Most varieties of hostas fall somewhere in between, growing 12 to 18″ tall. With size being so variable, it’s important to choose hostas with your head as well as your heart. Always check the description so you know the mature height and width.
Hostas such as Halcyon and Sum and Substance have foliage that’s a single color. Equally popular are variegated hostas, with foliage that displays two or more colors. This variegation may be subtle, as with hosta Francee’s fine white edge, or bold and dramatic as with Blue Ivory or Lakeside Dragonfly.
When you’re making choices about foliage color and variegation, consider the overall design of the area, as well as your personal preferences. Here are a couple suggestions.
If you’re filling a large area with a dozen or more hostas, plant them in irregular groups featuring three or more plants of the same variety. This will give the planting a sense of flow rather than a choppy stop-start.
When planting more than one type of variegated hosta, separate them with non-variegated varieties to help create a sense of pacing and calm. There are many solid-colored hostas to choose from, with interesting variations in leaf size, color and surface texture.
Most hostas look their best during May and early June, when the foliage is fresh and vigorous. But a really great hosta will maintain its good looks right through August and into the fall.
Generally speaking, I find that the thicker the leaves, the more durable the hosta.

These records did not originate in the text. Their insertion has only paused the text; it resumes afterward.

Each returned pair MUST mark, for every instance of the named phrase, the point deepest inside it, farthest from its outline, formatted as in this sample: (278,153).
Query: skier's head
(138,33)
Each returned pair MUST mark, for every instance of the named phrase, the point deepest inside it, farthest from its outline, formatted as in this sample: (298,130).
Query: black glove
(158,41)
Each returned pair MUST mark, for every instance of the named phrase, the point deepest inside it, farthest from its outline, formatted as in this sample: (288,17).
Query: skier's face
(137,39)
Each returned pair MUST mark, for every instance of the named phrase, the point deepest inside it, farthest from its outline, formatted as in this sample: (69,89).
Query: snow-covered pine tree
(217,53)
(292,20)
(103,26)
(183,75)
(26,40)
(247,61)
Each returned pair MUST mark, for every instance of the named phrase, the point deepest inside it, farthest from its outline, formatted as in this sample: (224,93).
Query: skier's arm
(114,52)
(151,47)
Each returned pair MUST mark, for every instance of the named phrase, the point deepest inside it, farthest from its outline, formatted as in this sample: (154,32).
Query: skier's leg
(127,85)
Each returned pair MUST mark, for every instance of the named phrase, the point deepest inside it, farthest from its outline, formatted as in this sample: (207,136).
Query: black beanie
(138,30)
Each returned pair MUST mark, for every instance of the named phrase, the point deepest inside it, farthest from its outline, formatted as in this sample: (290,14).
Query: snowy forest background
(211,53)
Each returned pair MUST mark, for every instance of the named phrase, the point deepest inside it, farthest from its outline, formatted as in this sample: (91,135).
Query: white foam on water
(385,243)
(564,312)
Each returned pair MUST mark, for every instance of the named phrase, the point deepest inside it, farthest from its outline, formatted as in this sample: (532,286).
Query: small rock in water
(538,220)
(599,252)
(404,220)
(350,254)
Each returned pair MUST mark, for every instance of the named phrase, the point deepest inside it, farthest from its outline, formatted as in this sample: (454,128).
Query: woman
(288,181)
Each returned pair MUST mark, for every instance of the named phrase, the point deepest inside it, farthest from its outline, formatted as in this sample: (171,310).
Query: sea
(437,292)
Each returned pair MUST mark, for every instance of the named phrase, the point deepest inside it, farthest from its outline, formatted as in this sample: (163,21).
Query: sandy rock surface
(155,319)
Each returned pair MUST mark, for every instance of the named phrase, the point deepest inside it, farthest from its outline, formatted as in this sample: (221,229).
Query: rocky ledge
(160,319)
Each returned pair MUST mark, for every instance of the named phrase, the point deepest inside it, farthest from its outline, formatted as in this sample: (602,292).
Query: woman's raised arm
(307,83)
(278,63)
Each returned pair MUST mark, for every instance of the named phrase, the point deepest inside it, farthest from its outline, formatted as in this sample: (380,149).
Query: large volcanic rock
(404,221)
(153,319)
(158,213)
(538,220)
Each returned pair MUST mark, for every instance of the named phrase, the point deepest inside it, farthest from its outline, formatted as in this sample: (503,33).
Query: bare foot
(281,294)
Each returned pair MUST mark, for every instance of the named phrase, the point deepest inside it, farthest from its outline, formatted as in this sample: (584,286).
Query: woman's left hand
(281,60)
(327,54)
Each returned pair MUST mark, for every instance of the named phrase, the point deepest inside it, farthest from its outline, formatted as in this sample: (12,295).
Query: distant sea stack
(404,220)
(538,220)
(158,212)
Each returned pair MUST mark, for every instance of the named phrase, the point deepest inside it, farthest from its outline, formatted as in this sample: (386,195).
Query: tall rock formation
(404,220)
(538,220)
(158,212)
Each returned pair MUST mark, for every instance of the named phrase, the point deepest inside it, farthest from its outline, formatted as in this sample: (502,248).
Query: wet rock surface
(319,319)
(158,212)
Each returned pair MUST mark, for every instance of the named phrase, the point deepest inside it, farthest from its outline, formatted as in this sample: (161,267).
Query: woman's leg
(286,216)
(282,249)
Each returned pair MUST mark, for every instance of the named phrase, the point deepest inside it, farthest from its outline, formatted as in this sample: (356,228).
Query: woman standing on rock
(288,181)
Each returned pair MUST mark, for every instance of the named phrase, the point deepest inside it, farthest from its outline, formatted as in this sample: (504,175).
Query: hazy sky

Varieties with thicker-than-average leaves are less susceptible to damage from wind and rain. They are also more resistant to hosta loving pests such as slugs and snails.
The texture of the leaves also has a role in durability. Leaves that are puckered or deeply ribbed like corduroy, have extra toughness against wear and tear. There are also some varieties, such as Catherine and June, that have super-smooth leaves with an almost vinyl-like coating.
Ready to find a few new favorites? See below for four of mine. Please share some of your own in the comments section below.
Hosta plantaginea ‘Aphrodite’
Though this hosta’s relatively thin, medium green leaves and informal growth habit don’t meet the qualities for greatness outlined above, the large and intensely fragrant, gardenia-like flowers make it a must-have.
In late summer, Hosta plantaginea (commonly known as August lily) displays its snow-white blossoms on sturdy, 2-foot stems that rise well above the foliage. The cultivar shown above is ‘Aphrodite’, a double version of the species. Hosta plantaginea is also one of the most heat-tolerant hostas available.
Hosta ‘Blue Ivory’
This variety features thick, slug-resistant leaves with a bold contrast between the wide, creamy white margins and blue-green centers. Really sparkles in the shade. Mature size is small to medium.
This hosta has extra-thick leaves with a pretty shape and a tough surface. Each leaf displays three distinctly different greens. Grows slowly and stays compact.
Hosta ‘Liberty’ – This hosta’s big, broad leaves are as thick as cardboard. The leaf margins are buttery yellow in spring and gradually soften to cream. The plants have an upright habit (18″ tall) and stand strong all season long. Wonderful specimen plant.